The latter half of Neill's work consists of case studies on public health policies in Douala, Cameroon, and Brazzaville, French Equatorial Africa, and on colonial medical responses to African Sleeping Sickness epidemics in East, Central, and West Africa. Rapid African population growth in Douala (Cameroon) and Brazzaville (French Congo) led to fears that epidemic disease would spread between the African and European populations, threatening the colonies' political and economic stability. Tropical medical experts and colonial practitioners in both cities proposed segregation as a pragmatic public hygienic solution to the threat, given their limited resources. The segregation and land displacement that occurred in both cities mirrored policies previously implemented by the French in Conakry, Guinea, and by the British in Freetown, Sierra Leone. Neill also emphasizes that the experience of implementing segregation in Brazzaville "directly influenced the development of segregation policies" in Douala (73). She attributes the proliferation of these policies within the tropical medical community to the international exchange of policies and clinical results.

Neill devotes multiple chapters to analyzing the development of responses to African Sleeping Sickness, which she illustrates were fundamental to solidifying the professional prestige of tropical medicine. Colonial governments and powers called upon tropical medical experts to make policy recommendations as Sleeping Sickness ravaged the African population in East and Central Africa. Colonial responses to the pandemic developed over time through transnational scientific collaboration. Neill argues that the preferred policies of population removals and quarantine were directed at the population of susceptible Africans. Over time, fly-control measures aimed at disrupting the disease's life cycle, such as game destruction, became more prevalent.

The majority of the analysis focuses on Cameroon and French Equatorial Africa. They founded concentration camps to isolate, observe, and treat Africans with arsenic-based drugs. Colonial practitioners in both colonies favored measures to control Africans' movements and exposure. These recommendations conflicted with the economic interests and racist attitudes of colonial governments and concessionary companies. Neill carries out a focused study of German tropical medicine scientist Paul Ehrlich's collaborative efforts related to African Sleeping Sickness. His efforts illustrate many of the points made throughout the book. Ehrlich worked with British, French, and German field-doctors in Africa to test the effectiveness of arsenic-based drugs in treating Sleeping Sickness. While they proved ineffective, the research contributed to refinements in Ehrlich's understanding of how drugs interact with chemoreceptors.

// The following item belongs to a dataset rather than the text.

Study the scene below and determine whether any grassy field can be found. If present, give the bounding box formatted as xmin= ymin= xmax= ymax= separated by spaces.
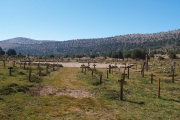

In terms of critique, I share Neill's concern that by emphasizing the doctors and students who defined tropical medicine she deemphasizes colonial practitioners, and overlooks southern European/Iberian professionals. I [End Page 320] also agree with her point that she could find more evidence to discuss indigenous resistance to oppressive colonial tropical medical policies. These are only minor problems considering the ambitious scope of the transnational material, actors, and places considered. That breadth makes this work a valuable contribution to the field. It also means that readers with some background in the history of tropical medicine will likely get the most out of it. Neill's conscious attempt to move beyond the Anglocentric and malaria-focused narratives of much of the scholarship on the history of tropical medicine is perhaps most informative to the general reader.